Jefferson City — The Missouri AFL-CIO is backing the campaign to legalize marijuana for recreational use, Amendment 3, campaign organizers for Legal Missouri 2022 said in a news release.

The Missouri AFL-CIO executive board recommended endorsing Amendment 3 at the union’s statewide convention in August.

“Legalizing marijuana for Missouri adults, while also automatically expunging past, nonviolent marijuana offenses, is a huge step forward for criminal justice reform in Missouri,” Jacob Hummel, president of the Missouri AFL-CIO, said in a statement.

Hummel, a former state senator from St. Louis and IBEW Local 1 member touted “significant revenue” expected for the state’s coffers as well as freeing up law enforcement “to focus on fighting serious and violent crime” in the Federation’s endorsement.

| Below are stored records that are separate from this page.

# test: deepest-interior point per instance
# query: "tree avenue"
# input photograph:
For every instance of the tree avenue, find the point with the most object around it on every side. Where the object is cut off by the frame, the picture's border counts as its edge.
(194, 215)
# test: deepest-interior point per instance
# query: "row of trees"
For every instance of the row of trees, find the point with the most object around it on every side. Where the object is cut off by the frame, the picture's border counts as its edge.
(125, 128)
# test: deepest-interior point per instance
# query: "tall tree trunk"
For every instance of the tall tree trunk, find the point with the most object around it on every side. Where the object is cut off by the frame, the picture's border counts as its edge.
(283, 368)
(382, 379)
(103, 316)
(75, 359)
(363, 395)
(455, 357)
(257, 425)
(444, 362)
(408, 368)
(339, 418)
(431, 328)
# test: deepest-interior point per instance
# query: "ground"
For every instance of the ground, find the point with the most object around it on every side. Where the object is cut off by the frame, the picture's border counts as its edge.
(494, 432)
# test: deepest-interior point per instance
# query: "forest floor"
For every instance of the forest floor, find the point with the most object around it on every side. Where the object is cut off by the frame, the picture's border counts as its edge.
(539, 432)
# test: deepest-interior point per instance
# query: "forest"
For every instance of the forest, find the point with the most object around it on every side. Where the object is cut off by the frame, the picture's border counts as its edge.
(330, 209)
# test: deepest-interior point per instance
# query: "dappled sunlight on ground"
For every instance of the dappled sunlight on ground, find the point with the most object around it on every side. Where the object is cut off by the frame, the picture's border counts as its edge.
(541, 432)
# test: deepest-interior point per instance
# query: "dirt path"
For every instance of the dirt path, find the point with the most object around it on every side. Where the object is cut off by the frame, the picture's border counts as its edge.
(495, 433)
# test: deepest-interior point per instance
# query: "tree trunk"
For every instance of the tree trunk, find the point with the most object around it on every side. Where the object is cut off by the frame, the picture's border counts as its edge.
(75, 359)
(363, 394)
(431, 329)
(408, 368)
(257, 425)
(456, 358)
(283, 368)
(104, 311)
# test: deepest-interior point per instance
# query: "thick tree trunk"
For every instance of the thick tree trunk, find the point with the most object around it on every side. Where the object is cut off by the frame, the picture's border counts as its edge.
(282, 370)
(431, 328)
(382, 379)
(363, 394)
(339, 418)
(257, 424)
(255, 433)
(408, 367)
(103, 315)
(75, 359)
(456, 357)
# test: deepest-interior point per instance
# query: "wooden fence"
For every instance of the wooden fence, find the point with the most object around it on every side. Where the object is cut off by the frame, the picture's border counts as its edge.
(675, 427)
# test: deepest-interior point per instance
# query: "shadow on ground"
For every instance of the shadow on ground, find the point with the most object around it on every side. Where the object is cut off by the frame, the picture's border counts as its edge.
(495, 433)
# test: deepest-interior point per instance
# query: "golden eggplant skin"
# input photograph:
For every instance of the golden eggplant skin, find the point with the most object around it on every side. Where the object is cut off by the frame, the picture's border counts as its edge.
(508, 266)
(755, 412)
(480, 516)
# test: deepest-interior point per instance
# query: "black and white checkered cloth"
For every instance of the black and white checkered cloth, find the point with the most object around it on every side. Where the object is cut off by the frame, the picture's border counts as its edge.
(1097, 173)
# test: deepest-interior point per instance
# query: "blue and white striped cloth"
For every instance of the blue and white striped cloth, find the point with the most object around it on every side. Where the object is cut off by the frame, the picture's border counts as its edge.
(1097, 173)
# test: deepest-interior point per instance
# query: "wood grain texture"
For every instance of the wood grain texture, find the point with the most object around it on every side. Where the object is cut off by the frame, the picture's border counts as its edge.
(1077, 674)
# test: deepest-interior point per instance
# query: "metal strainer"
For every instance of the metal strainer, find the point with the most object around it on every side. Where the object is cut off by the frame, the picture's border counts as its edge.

“We urge Missourians to support this common-sense proposal to make Missouri the 20th state to legalize marijuana for adult use,” Hummel said.

PRESIDENTIAL PARDONS
President Biden on Oct. 6 pardoned thousands of people convicted of marijuana possession under federal law and said his administration would review whether marijuana should still be in the same legal category as drugs like heroin and LSD, the New York Times reported.

The pardons will clear everyone convicted on federal charges of simple possession since it became a crime in the 1970s, the Times reported. Officials said full data was not available but noted that about 6,500 people were convicted of simple possession between 1992 and 2021, not counting legal permanent residents. The pardons will also affect people who were convicted under District of Columbia drug laws; officials estimate that number to be in the thousands.

“No one should be in jail just for using or possessing marijuana,” Biden said in a video announcing his executive actions. “It’s legal in many states, and criminal records for marijuana possession have led to needless barriers to employment, housing, and educational opportunities. And that’s before you address the racial disparities around who suffers the consequences. While white and Black and brown people use marijuana at similar rates, Black and brown people are arrested, prosecuted, and convicted at disproportionate rates.

“Too many lives have been upended because of our failed approach to marijuana,” Biden said. “It’s time that we right these wrongs.”